Quel est l’apport de la Star de la diaspora que tu es à ton pays de naissance qu’est la Côte d’ivoire ?
Cécile Verny : je ne suis pas une star et ne me considère pas comme une telle. Manu Dibango par exemple en est une. Pour le reste, il faut dire que j’ai très peu de contact en Côte D’Ivoire. Grâce aux réseaux sociaux, j’ai pu récemment retrouver des amis d’avance mais c’est tout.
Dois- je ici y voir ton impuissance de ne savoir comment apporter ta pierre à l’édifice ivoirien ?
Cécile Verny : Je serais prête à aider avec ce que je sais faire et les moyens qui sont les miens mais je ne sais comment. Cela me fait de la peine de voir que de nos jours, des gens meurent encore de malaria ou que l’analphabétisme atteint encore des proportions inimaginables. Au niveau privé, je suis active dans les organisations caritatives. Lorsque l’occasion se présente en tournée, aussi. Nous avons en Août dernier, donné lors d’une tournée en Afrique du Sud un atelier dans un township.
En Côte d’ivoire la réconciliation est à parachever, Cela pourrait être une piste ?

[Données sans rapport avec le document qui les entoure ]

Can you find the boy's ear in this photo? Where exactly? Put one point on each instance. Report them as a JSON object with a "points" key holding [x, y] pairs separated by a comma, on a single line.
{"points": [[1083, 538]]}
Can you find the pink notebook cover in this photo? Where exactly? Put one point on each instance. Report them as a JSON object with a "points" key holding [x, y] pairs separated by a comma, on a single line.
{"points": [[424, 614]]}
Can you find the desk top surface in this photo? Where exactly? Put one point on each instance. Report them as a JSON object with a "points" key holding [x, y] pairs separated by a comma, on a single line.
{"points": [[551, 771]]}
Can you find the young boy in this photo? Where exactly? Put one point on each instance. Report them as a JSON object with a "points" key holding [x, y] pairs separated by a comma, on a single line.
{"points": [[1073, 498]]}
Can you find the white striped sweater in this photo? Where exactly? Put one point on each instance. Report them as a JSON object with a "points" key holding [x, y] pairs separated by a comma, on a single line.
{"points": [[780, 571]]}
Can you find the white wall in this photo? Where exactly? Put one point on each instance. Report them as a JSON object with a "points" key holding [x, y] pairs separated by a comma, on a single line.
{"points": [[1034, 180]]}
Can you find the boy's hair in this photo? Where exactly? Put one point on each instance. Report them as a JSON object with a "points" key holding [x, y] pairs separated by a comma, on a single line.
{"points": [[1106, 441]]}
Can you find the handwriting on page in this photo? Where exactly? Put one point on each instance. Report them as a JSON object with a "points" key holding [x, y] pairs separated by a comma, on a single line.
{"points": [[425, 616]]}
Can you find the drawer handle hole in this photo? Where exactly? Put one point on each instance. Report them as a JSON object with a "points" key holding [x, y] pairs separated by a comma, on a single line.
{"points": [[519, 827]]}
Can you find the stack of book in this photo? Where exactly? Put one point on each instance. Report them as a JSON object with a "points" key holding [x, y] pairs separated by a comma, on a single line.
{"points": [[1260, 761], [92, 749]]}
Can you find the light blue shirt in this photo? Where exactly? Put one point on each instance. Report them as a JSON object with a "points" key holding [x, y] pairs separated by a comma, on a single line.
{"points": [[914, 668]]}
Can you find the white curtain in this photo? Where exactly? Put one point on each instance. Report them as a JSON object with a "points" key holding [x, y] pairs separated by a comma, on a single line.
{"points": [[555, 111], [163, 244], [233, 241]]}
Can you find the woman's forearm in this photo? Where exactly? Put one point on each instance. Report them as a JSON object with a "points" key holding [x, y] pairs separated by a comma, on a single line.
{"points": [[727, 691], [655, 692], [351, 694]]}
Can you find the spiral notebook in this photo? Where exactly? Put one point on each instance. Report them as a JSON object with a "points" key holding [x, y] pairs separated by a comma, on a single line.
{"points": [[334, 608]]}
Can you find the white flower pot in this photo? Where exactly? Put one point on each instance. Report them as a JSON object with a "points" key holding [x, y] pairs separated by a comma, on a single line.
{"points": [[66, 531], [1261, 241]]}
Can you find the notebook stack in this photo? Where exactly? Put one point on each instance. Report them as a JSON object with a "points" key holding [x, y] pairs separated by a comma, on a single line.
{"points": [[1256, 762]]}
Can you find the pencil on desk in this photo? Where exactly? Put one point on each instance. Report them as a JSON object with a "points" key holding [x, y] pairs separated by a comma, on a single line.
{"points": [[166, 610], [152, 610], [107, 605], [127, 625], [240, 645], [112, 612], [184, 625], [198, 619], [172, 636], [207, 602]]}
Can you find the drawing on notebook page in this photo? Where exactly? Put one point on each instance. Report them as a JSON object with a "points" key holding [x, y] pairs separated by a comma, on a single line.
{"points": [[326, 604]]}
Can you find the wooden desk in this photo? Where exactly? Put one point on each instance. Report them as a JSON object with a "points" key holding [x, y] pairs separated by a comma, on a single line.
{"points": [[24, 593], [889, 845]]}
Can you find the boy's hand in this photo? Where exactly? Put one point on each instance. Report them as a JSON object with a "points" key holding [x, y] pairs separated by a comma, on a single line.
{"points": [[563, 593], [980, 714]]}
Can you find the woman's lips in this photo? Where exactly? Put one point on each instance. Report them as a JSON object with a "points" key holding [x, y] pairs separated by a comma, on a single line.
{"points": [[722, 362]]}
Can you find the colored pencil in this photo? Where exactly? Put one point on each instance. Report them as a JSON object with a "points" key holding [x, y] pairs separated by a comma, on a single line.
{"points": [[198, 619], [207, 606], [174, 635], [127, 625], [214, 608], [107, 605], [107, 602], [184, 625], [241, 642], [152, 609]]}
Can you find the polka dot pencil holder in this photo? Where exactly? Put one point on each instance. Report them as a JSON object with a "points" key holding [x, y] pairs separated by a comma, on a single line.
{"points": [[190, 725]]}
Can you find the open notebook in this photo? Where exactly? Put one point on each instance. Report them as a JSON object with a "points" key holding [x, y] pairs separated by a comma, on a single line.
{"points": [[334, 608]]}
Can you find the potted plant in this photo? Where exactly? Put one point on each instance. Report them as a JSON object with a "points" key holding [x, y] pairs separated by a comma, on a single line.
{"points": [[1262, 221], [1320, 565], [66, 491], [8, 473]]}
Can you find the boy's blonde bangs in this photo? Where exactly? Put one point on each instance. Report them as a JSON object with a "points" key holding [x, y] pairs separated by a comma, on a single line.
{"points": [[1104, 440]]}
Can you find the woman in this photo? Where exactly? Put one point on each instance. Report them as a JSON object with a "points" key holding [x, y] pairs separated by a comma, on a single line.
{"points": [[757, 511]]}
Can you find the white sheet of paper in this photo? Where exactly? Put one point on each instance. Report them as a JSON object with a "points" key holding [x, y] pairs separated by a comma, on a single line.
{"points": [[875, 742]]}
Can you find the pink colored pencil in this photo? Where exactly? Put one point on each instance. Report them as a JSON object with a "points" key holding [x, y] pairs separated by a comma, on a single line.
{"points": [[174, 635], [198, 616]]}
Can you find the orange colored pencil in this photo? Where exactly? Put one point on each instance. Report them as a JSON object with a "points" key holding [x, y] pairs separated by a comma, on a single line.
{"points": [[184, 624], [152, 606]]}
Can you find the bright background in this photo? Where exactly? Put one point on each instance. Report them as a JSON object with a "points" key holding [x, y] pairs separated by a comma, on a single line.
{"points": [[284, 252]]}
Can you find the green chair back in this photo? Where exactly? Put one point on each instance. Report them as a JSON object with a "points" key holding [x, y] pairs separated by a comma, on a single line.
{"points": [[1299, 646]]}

Cécile Verny : Nous avons joué dans énormément de pays, dans le monde et sur tous les continents sauf en Asie ! Et… je ressens toujours comme un vide de n’avoir pas encore pu donner de concert sur les terres qui m’ont vu naître. J’avoue que ce serait le plus grand moment d’émotion jamais vécue si l’occasion était donnée au CVQ , mais surtout à la grande exilée franco-ivoirienne que je suis, de se produire en concert à Abidjan. Si ma musique permet alors d’apporter ma pierre à l’effort de compréhension mutuelle entre nos peuples respectifs, alors je serai comblée.